Health authorities are increasingly emphasizing the need for rigorous risk assessments focusing on the formation and presence of nitrosamine impurities in peptide Active Pharmaceutical Ingredients (APIs) produced via synthetic methods. While clear assessment protocols, informed by structure-activity relationship-based methods have been defined for small molecule drug substances, equivalent guidance for synthetic peptides is lacking. This gap in guidance presents significant challenges, including control strategy justification and analytical testing expectations. In this presentation, we will explore relevant literature evidence regarding the formation potential and stability of nitroso-impurities in the context of amino acids, peptides, and proteins. Our study focuses on potential vulnerable nitrogens found in synthetic peptide APIs, such as primary and secondary amides and indoles amongst others. We aim to provide critical insights and general conclusions that inform nitrosamine risk assessments for synthetic peptide API manufacturing processes. Attendees will benefit from a deeper understanding of the formation and stability of nitroso-impurities, enabling them to develop more robust assessment and mitigation strategies.
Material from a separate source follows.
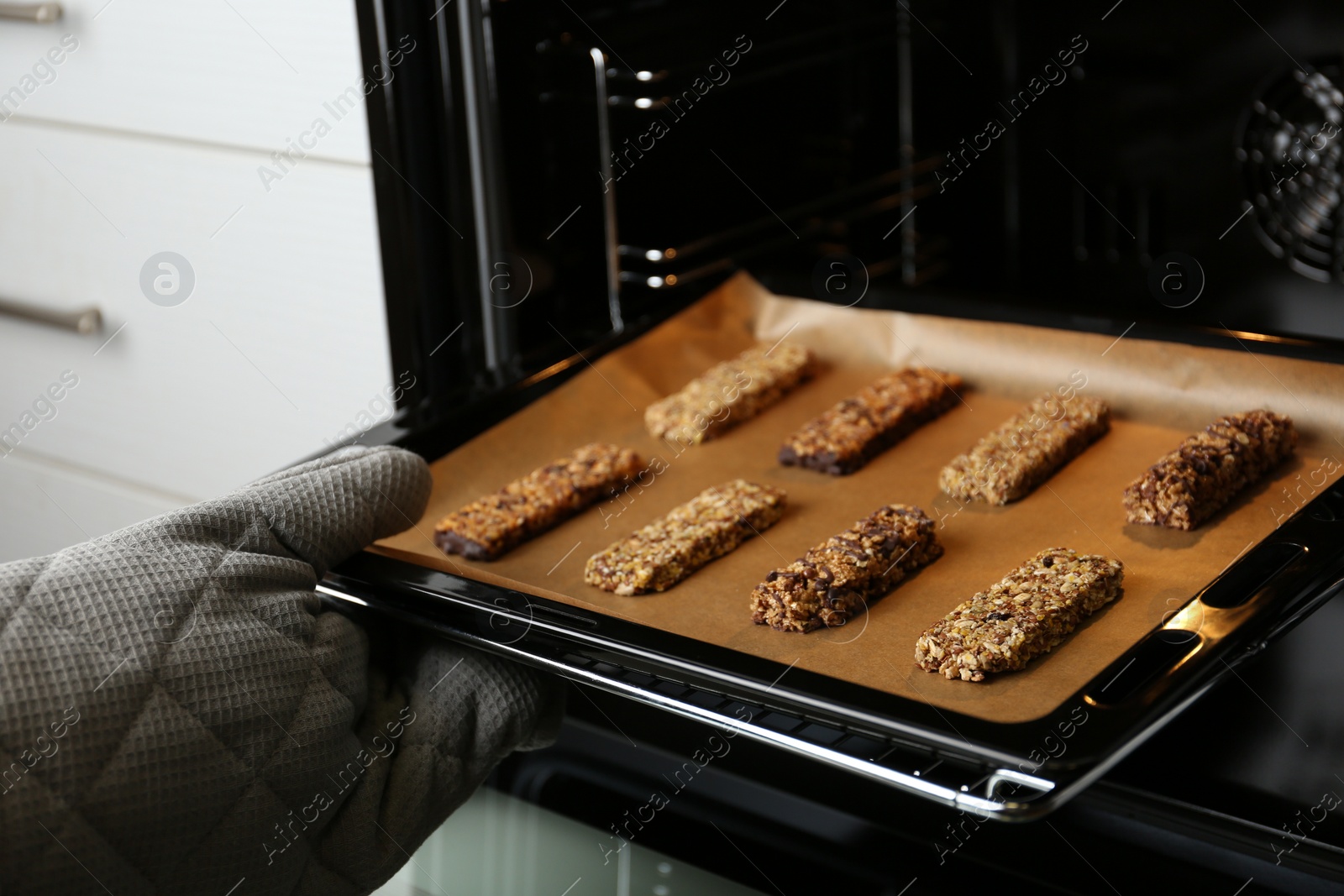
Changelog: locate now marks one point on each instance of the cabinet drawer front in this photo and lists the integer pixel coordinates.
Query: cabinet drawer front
(237, 73)
(279, 345)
Exploring novel technologies in solid-phase peptide synthesis designed to improve CMC outcomes—enhancing crude purity, reducing solvent use, and enabling precise temperature control. These innovations support robust process development and tech transfer, offering practical solutions for cost-efficient and scalable peptide manufacturing.

This talk will cover design and implementation of an innovative process for GalNAc-conjugated oligonucleotide drug substances, transitioning from a double chromatography approach to a more efficient single chromatography route. It will highlight the integration of Process Analytical Technology (PAT) in various operations to enhance process understanding and optimization for this new route. We will discuss the challenges faced during technology transfer and the implementation in an GMP manufacture through collaboration with a CMO. Key focus will be given to the improvements in process productivity and sustainability, highlighting substantial advancements compared to the previous process.